Following up on its previous announcement, NVIDIA has now revealed that TensorRT-LLM is being added to Windows 11 and will be enabled for more than 100 million RTX users when it launches in the latest driver suite on the 21st of November. The announcement was made during Microsoft's Ignite, a key event discussing the future of AI and how it will transform the Windows ecosystem as we move forward.

Today, NVIDIA confirmed that TensorRT-LLM AI acceleration will be available for all RTX Desktops & laptops with more than 8 GB of VRAM. In addition to TensorRT-LLM, NVIDIA and Microsoft are also bringing DirectML enhancements to boost popular AI models such as Stable Diffusion and Llama 2.

Having an NVIDIA RTX GPU that supports TensorRT-LLM means that you will have all your data and projects available locally rather than saving them in the cloud. This would save time & deliver more precise results. RAG or Retrieval Augamanted Generation is one of the techniques used in making AI results faster by using a localized library that can be filled with the dataset you want the LLM to go through & then leverage the language understating capabilities of that LLM to provide you with accurate results.

NVIDIA states a 5x performance boost with TensorRT-LLM v0.6.0 which will be available later this month. Furthermore, it will also enable support for additional LLMs such as Mistral 7B & Nemotron 3 8B.

For those who want to try out the latest release of TensorRT-LLM, it will be available for installation at the official Github link here & you can also grab the latest optimized models from NVIDIA's NGC resource.

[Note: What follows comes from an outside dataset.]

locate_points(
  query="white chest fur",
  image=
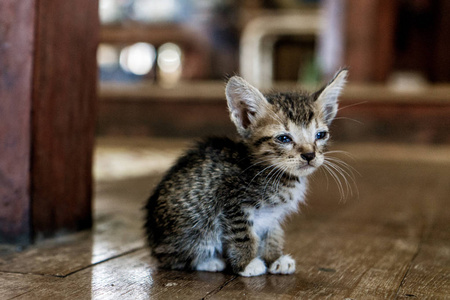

Another key update is coming to OpenAI, a very popular AI-based chat API that has a wide range of applications such as helping with documents, email, summarizing web content, data analysis, and a whole lot more. Once again, the data needs to be uploaded or input manually by the user so access to local data is rather limited, especially if it's a large dataset.

To solve this, NVIDIA and Microsoft will offer an API interface to OpenAI's ChatAPI through a new wrapper that will not only add TensorRT-LLM acceleration on Windows PCs but also enable users access to a similar workflow as they would running locally on a PC with RTX or in the cloud. So you don't have to upload any data set to ChatAPI as the entire data set will be available to ChatAPI as if it were available locally.

The custom wrapper will work with almost any LLM that has been optimized for TensorRT-LLM. A few examples of optimized LLMs include Llama 2, Mistral, NV LLM) and more will be added soon. It will also be available on the NVIDIA GitHub page.

These announcements show that NVIDIA wants to accelerate AI not just for enterprises but for mainstream audiences too. With AI, software is more important than the hardware running it & developments such as TensorRT-LLM and bringing it to millions of RTX users is definitely a huge deal. The road to AI supremacy is going to get heated in the coming years as more competitors try to woo audiences with their unique approaches to AI but at the moment, NVIDIA has both the hardware and software expertise to pave the way ahead of them smoothly.